Stereotactic Biopsy of an Active Multiple Sclerosis Lesion: Immunocytochemical Analysis and Neuropathologic Correlation With Magnetic Resonance Imaging

Author Affiliations

From the Departments of Pathology (Dr Estes), Neurology (Drs Rudick and Ransohoff), Neurosurgery (Dr Barnett), Molecular Biology (Dr Ransohoff), and the Mellen Center for Multiple Sclerosis Treatment and Research (Drs Rudick and Ransohoff), Cleveland (Ohio) Clinic Foundation. Reprints not available.
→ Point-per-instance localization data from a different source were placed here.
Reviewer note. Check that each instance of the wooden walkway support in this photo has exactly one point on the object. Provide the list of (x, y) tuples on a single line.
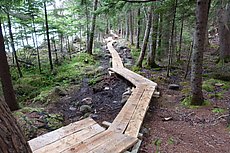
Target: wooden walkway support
[(86, 136)]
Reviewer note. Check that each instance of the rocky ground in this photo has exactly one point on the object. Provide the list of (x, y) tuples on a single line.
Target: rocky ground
[(169, 126)]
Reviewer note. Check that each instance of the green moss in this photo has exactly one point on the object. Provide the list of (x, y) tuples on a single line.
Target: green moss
[(211, 84), (54, 121), (187, 102), (218, 95), (34, 85), (218, 110), (135, 68)]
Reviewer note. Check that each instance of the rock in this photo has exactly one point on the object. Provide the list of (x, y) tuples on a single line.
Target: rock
[(60, 91), (145, 131), (219, 84), (123, 47), (72, 108), (106, 88), (124, 99), (115, 102), (126, 95), (100, 69), (173, 86), (86, 115), (94, 116), (87, 101), (85, 109), (128, 92)]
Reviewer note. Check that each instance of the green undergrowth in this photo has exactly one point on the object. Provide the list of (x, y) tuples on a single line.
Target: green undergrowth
[(216, 88), (135, 53), (187, 103), (34, 85), (218, 110)]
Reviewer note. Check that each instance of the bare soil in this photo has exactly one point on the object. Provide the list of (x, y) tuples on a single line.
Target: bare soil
[(169, 127)]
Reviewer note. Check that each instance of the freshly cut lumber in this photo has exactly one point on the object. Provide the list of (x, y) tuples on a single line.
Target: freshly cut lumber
[(122, 120), (68, 141), (136, 120), (53, 136), (105, 142)]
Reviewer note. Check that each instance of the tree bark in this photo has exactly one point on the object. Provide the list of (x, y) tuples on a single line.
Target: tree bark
[(202, 7), (12, 46), (181, 38), (93, 25), (224, 32), (172, 42), (127, 28), (131, 26), (153, 46), (138, 28), (5, 76), (36, 40), (12, 139), (146, 37), (48, 38)]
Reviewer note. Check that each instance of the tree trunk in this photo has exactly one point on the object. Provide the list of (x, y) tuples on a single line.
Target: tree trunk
[(202, 8), (153, 46), (6, 39), (131, 26), (61, 41), (180, 41), (224, 32), (93, 25), (38, 53), (13, 47), (138, 28), (5, 76), (87, 25), (127, 28), (68, 47), (12, 139), (172, 43), (48, 38), (146, 37), (160, 30)]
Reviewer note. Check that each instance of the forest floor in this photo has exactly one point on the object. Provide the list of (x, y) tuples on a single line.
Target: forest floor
[(171, 125)]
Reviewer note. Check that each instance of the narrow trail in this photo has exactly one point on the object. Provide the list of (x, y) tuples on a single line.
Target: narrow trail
[(87, 136)]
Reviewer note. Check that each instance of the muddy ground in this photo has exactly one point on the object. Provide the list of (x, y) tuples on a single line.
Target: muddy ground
[(169, 126)]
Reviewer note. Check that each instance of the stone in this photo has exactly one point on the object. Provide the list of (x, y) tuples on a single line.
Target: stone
[(60, 91), (145, 131), (126, 95), (72, 108), (124, 99), (94, 116), (173, 86), (219, 84), (87, 101), (106, 88), (85, 109), (128, 92)]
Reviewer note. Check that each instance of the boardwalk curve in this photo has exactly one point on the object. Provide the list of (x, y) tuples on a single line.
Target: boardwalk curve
[(86, 136)]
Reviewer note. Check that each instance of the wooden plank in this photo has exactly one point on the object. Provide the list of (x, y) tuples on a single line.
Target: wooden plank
[(117, 62), (106, 142), (89, 144), (140, 77), (121, 121), (135, 148), (53, 136), (135, 123), (118, 143), (68, 141), (133, 80)]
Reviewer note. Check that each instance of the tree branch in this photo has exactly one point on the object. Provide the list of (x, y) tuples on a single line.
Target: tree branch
[(139, 1)]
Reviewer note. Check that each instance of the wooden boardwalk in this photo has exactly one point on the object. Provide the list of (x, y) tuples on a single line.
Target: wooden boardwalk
[(86, 136)]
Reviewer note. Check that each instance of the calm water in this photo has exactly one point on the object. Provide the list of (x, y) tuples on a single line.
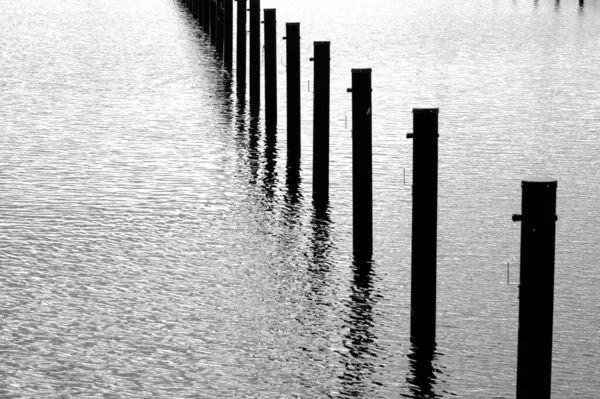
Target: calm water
[(153, 244)]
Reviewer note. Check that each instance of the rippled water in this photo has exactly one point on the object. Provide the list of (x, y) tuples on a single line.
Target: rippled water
[(154, 243)]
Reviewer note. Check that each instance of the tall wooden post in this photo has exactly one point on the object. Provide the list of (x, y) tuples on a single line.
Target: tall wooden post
[(321, 120), (241, 48), (220, 24), (206, 16), (270, 22), (293, 88), (213, 22), (362, 163), (228, 35), (536, 288), (255, 53), (424, 225)]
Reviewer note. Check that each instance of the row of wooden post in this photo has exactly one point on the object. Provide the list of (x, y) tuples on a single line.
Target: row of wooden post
[(539, 195)]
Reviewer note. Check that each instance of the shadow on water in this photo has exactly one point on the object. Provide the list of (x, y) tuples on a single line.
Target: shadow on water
[(422, 376), (293, 195), (270, 164), (360, 341)]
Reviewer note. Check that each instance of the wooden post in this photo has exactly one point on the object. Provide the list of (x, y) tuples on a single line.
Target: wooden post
[(213, 22), (362, 175), (206, 16), (424, 225), (241, 48), (270, 68), (220, 30), (200, 8), (228, 35), (536, 288), (321, 120), (293, 88), (254, 53)]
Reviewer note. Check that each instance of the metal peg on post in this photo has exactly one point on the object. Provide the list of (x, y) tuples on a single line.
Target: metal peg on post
[(321, 120), (362, 164), (424, 225), (293, 88), (536, 288)]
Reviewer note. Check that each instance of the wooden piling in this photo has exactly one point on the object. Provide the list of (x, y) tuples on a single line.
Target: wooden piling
[(206, 16), (321, 100), (213, 21), (536, 288), (270, 27), (228, 35), (293, 88), (424, 225), (241, 48), (255, 53), (362, 168), (220, 23)]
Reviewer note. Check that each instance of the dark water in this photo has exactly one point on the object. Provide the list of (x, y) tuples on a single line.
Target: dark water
[(155, 243)]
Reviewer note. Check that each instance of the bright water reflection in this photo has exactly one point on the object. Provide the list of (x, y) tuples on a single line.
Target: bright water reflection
[(155, 241)]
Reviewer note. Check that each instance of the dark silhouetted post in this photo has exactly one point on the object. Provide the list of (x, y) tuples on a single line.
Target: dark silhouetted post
[(206, 16), (321, 120), (270, 67), (362, 168), (254, 52), (241, 47), (213, 21), (536, 288), (292, 31), (228, 35), (424, 225), (220, 23)]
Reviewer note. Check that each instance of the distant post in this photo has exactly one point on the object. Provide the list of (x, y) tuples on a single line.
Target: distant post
[(321, 119), (255, 52), (292, 30), (241, 47), (362, 163), (270, 67), (536, 288), (424, 225)]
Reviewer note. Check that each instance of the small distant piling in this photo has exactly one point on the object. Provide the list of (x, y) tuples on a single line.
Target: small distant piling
[(424, 225), (241, 48), (321, 102), (536, 288), (270, 22), (292, 30), (362, 163)]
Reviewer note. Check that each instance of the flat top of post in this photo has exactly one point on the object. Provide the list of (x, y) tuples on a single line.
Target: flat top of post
[(426, 110), (540, 180)]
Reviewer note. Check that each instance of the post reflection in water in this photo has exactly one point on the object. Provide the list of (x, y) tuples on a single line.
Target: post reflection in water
[(360, 341), (293, 194), (422, 374), (270, 160)]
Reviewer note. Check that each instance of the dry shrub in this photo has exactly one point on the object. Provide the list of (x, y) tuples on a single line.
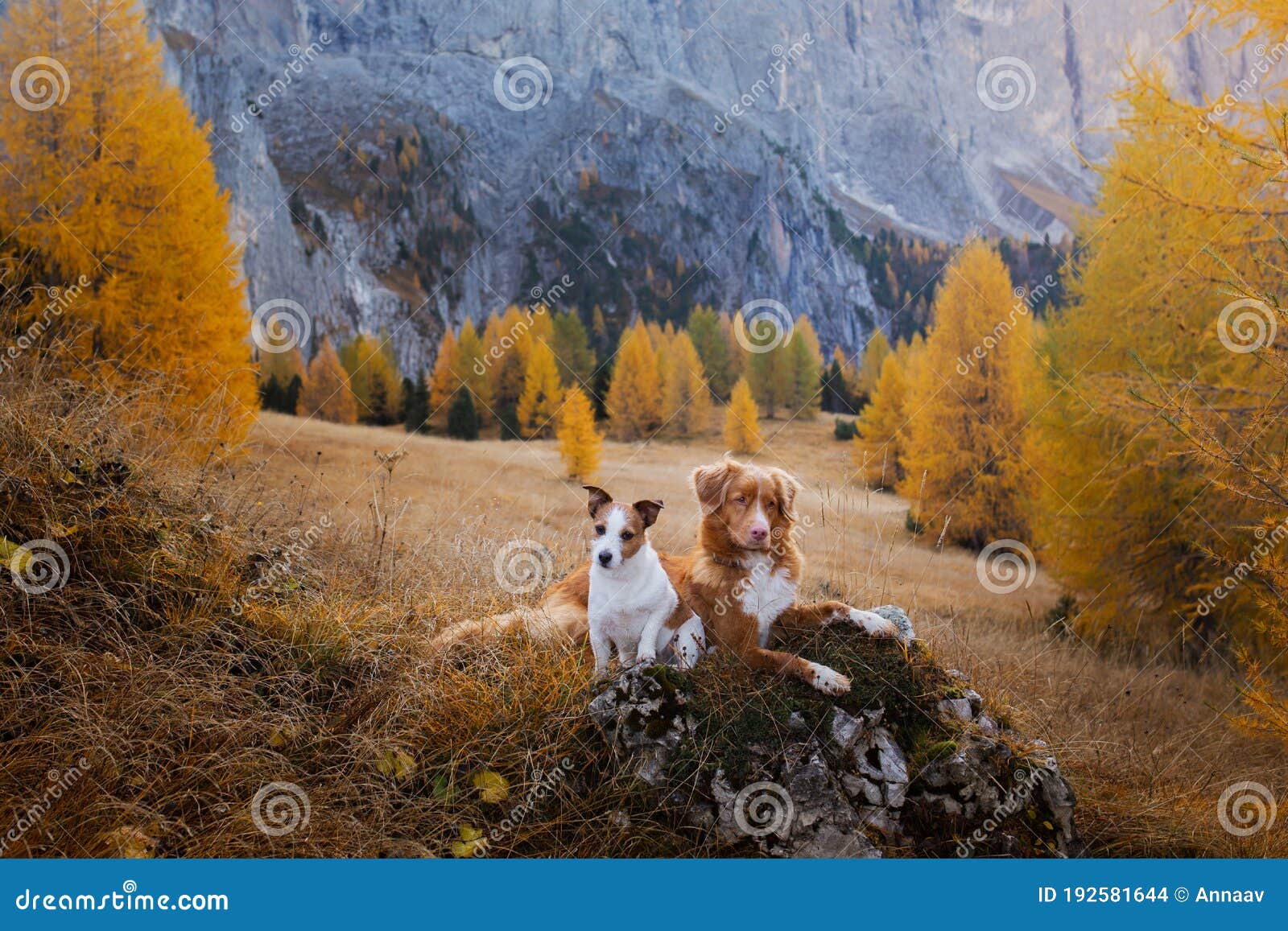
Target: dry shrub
[(187, 658)]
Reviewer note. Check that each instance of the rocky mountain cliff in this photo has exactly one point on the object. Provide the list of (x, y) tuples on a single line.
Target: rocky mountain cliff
[(410, 163)]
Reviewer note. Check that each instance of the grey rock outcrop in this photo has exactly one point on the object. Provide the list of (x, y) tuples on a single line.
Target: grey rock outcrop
[(854, 785)]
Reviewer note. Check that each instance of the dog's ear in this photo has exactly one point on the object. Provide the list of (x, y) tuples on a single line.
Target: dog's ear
[(710, 483), (787, 488), (598, 499), (648, 510)]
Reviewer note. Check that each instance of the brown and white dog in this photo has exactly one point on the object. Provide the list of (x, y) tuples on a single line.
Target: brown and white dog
[(741, 579), (745, 572), (631, 604), (625, 598)]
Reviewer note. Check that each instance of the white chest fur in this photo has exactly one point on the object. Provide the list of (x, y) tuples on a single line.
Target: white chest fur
[(766, 594), (624, 600)]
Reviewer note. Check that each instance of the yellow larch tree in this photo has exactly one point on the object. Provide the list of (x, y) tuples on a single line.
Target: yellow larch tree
[(742, 420), (805, 360), (580, 442), (472, 370), (686, 397), (444, 380), (541, 393), (965, 422), (877, 447), (1159, 428), (869, 365), (634, 397), (107, 175), (374, 377), (326, 392)]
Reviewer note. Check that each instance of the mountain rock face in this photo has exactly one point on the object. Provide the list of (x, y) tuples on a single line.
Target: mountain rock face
[(407, 164)]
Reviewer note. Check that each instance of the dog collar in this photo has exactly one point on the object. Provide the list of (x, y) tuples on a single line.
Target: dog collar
[(727, 563)]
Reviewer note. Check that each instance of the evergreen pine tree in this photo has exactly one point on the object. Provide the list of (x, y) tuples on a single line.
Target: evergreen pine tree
[(463, 418)]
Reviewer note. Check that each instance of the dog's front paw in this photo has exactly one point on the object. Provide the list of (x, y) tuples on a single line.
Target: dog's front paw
[(873, 624), (828, 680)]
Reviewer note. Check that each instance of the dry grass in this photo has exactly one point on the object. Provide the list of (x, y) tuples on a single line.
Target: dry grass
[(1144, 740), (184, 708)]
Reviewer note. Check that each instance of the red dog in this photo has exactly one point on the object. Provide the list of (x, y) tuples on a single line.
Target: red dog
[(741, 579), (744, 575)]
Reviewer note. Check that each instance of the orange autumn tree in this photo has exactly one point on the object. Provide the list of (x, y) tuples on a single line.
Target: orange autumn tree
[(107, 175), (326, 390), (541, 392), (961, 451), (877, 447), (579, 441), (742, 420), (470, 370), (634, 401), (686, 397), (444, 380)]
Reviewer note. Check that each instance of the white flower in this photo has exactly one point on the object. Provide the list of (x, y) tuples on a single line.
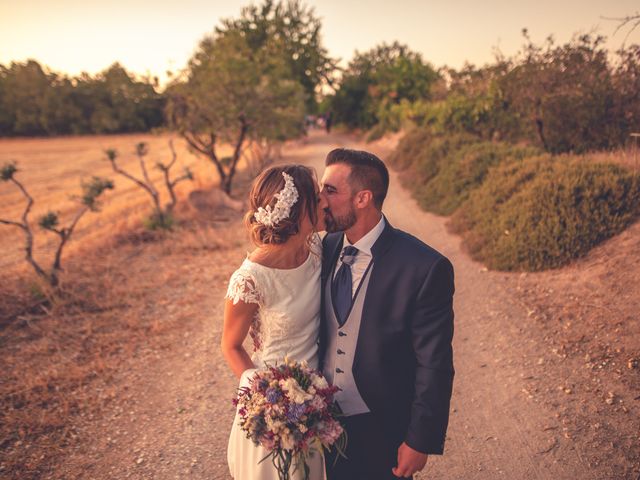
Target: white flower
[(319, 382), (293, 391), (287, 198)]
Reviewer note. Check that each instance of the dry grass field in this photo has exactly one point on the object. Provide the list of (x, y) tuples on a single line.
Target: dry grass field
[(51, 170)]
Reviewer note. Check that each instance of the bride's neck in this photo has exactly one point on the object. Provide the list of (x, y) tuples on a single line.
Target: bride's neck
[(290, 254)]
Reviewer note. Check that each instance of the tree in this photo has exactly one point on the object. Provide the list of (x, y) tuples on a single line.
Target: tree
[(291, 31), (234, 94), (161, 215), (88, 202), (378, 79), (565, 92)]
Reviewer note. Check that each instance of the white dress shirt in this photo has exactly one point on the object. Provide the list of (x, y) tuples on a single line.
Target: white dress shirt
[(364, 256)]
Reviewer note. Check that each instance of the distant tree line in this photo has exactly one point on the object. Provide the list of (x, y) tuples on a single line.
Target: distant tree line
[(572, 97), (253, 79), (34, 101)]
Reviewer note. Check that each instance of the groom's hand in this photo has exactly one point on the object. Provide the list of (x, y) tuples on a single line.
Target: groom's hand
[(410, 461)]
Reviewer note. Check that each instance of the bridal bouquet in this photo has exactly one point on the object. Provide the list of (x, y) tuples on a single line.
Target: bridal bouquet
[(289, 410)]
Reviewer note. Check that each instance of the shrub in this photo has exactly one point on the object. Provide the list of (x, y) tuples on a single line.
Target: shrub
[(545, 211), (422, 155), (465, 170)]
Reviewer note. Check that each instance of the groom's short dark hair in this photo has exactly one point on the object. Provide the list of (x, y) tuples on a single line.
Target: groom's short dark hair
[(368, 172)]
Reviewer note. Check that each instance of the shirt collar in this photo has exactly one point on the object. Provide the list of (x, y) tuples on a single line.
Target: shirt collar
[(365, 243)]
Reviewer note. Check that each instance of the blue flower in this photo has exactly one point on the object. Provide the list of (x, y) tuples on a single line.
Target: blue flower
[(295, 412), (273, 395)]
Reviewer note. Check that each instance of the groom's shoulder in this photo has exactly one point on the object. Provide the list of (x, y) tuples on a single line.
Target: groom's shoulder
[(414, 248)]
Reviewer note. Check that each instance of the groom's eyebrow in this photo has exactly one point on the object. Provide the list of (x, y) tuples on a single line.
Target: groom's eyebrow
[(329, 187)]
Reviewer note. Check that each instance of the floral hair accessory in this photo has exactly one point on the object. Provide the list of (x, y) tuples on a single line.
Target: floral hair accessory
[(287, 198)]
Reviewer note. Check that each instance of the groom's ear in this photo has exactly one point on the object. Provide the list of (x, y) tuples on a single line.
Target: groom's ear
[(363, 198)]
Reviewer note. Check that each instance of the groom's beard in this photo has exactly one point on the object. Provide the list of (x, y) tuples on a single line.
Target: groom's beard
[(339, 224)]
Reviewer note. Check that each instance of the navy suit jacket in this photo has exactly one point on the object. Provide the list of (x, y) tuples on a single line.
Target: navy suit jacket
[(403, 363)]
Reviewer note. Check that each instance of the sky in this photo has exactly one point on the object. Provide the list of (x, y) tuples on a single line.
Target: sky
[(153, 37)]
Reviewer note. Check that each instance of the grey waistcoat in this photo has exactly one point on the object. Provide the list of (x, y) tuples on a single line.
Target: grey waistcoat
[(341, 348)]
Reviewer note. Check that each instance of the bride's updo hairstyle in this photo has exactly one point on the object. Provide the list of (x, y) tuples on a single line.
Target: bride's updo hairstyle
[(263, 191)]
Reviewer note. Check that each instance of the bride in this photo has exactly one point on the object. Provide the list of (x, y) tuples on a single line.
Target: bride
[(274, 297)]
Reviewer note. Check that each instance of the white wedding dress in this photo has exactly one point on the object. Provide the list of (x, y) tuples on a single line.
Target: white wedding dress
[(287, 323)]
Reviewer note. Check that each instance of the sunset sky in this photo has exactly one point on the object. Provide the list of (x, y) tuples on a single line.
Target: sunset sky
[(71, 36)]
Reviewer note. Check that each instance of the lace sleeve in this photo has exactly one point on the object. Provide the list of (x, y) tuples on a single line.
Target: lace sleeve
[(243, 286), (316, 245)]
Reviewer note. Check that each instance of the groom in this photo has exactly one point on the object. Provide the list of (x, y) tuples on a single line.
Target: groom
[(387, 327)]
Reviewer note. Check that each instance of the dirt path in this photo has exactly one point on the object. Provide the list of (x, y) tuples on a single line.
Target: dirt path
[(170, 414)]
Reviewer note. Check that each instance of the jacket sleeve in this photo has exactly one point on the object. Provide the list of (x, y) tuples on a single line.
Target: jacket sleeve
[(432, 333)]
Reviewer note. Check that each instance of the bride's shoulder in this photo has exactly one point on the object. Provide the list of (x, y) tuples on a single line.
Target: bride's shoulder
[(316, 244)]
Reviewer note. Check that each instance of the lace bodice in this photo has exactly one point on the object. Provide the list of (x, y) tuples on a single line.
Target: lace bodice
[(287, 321)]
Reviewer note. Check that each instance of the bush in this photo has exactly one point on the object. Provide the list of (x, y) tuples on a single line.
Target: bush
[(465, 170), (422, 155), (544, 211)]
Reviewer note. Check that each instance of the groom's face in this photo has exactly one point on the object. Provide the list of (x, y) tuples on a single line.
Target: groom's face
[(340, 212)]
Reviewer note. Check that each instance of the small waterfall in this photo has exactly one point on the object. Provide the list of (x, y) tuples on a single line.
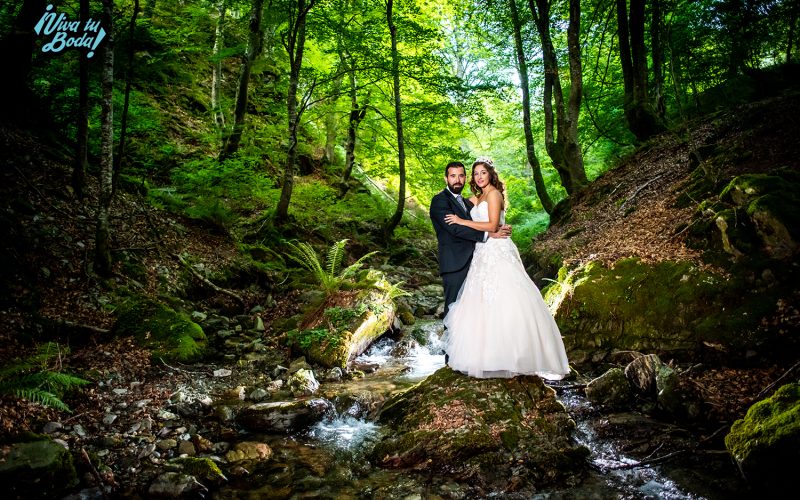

Arch Neurol. 1990;47(12):1299-1303. doi:10.1001/archneur.1990.00530120043008

• Stereotactic biopsy of an active multiple sclerosis lesion in a 23-year-old patient with unilateral symptoms and an isolated high-signal-intensity magnetic resonance abnormality yielded 10 serial tissue cores (1.0 × 0.5 cm) spanning 40 mm within and around the lesion. We performed semiquantitative analysis of lymphocyte phenotype, using antisera to CD3, CD4, CD8, and CD22 molecules, in 11 separate perivascular cuffs in three tissue sections from the lesion edge. Total cells in the cuffs varied from 10 to 100; ratios of CD4+/CD8+ cells in individual cuffs varied from 1.3 to 4.7. Although intense parenchymal infiltrates bordered the least cellular cuffs, parenchymal and perivascular cell phenotypes were indistinguishable, arguing against selective trafficking of lymphocytes into tissue. Individual microfoci of cells displaying CD45RA, CD25, and TQ1 antigens were present. The remarkable phenotypic heterogeneity of T lymphocytes in the multiple sclerosis lesion border is consistent with exposure in situ to a diversity of differentiating stimuli. Histologic demyelination correlated very closely with the signal-intensity abnormality observed on magnetic resonance imaging. These studies provide unusual insight into the histologic and immunocytochemical morphologic appearance of the active multiple sclerosis plaque.